Jean apartó de un empujón a un periodista.
– Cabrón -gritó a otro. Tiró la bolsa a Lynley-. Escúcheme. Si hace daño a mi hijo… Si se atreve a tocarle… -Su voz se quebró. Apretó los nudillos contra la boca-. Conozco mis derechos. Tiene dieciséis años. No le haga ni una pregunta sin un abogado delante. Ni siquiera le pida que deletree su nombre. -Se inclinó hacia delante y chilló por la ventanilla subida del Bentley-. Jimmy, no hables con nadie hasta que llegue el abogado. ¿Me has oído, Jim? No hables con nadie.
Su hijo clavó la vista en el frente. Jean gritó su nombre.
– Nosotros podemos encargarnos de encontrar un abogado, señora Cooper -dijo Lynley-. Si eso le sirve de ayuda.
La mujer se enderezó y echó la cabeza hacia atrás, en un movimiento parecido al de su hijo.
– No me gusta su clase de ayuda.
Retrocedió entre los fotógrafos y periodistas. Se puso a correr cuando la siguieron.
Lynley tendió la bolsa de Tesco a Havers. Iban en dirección a Manchester Road cuando ella la abrió. Investigó su contenido.
– Una muda. Dos trozos de pan con mantequilla. Un libro de navegación a vela. Unas gafas. -Se removió en su asiento cuando pasó la bolsa a Jimmy-. ¿Quieres las gafas?
El chico la miró con una expresión que decía «olvídame» y desvió la vista.
Havers dejó caer las gafas en la bolsa, la puso en el suelo.
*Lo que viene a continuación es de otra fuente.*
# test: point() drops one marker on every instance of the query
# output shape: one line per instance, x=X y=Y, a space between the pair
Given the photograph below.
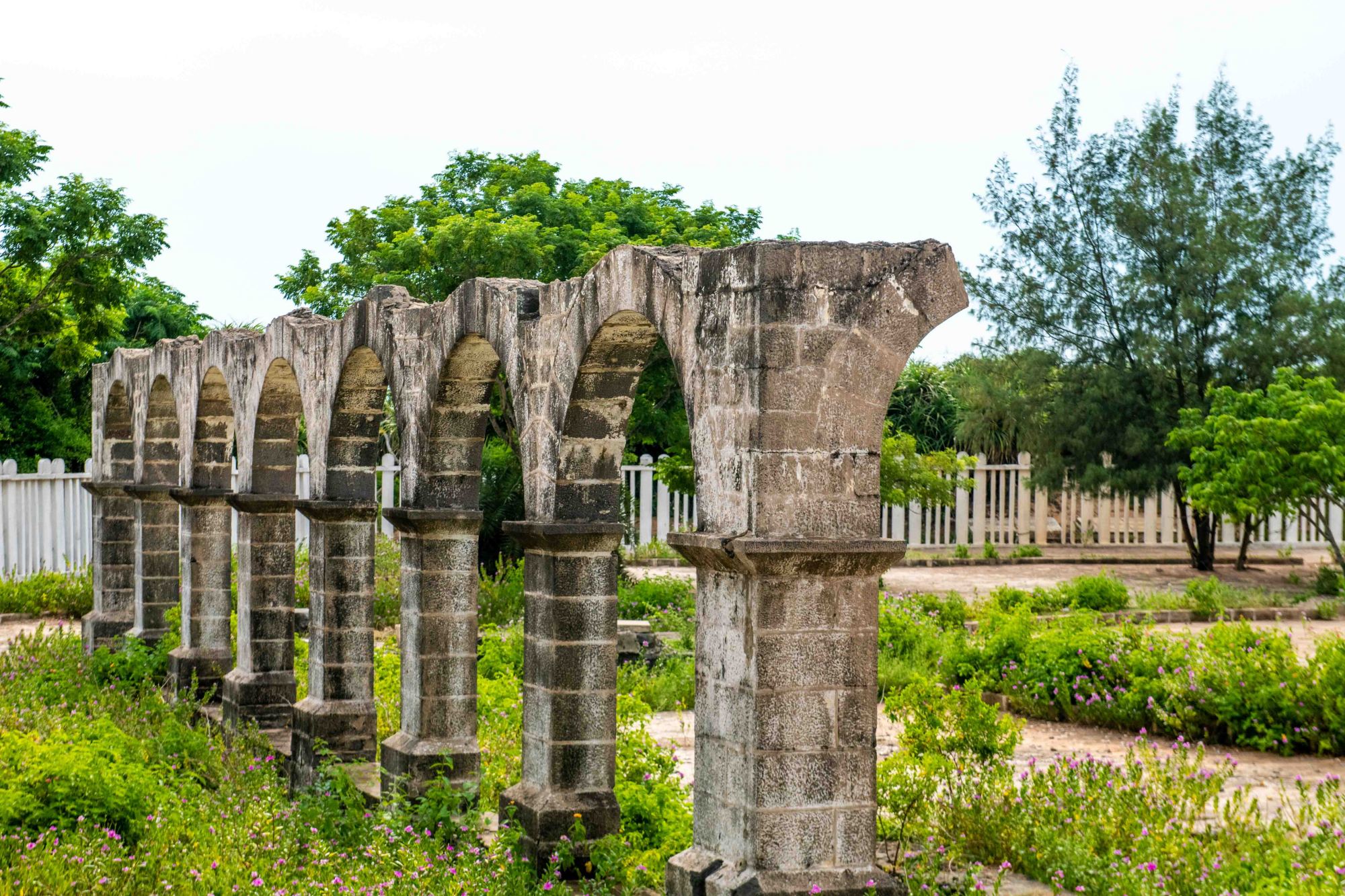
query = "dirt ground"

– Muy bien -dijo, mientras Lynley cogía el teléfono del coche y marcaba el número de New Scotland Yard. Localizó al agente Nkata en la sala de incidentes, donde el ruido de fondo de teléfonos y conversaciones le reveló que algunos oficiales, al menos, habían vuelto de investigar los movimientos de los principales sospechosos el miércoles por la noche.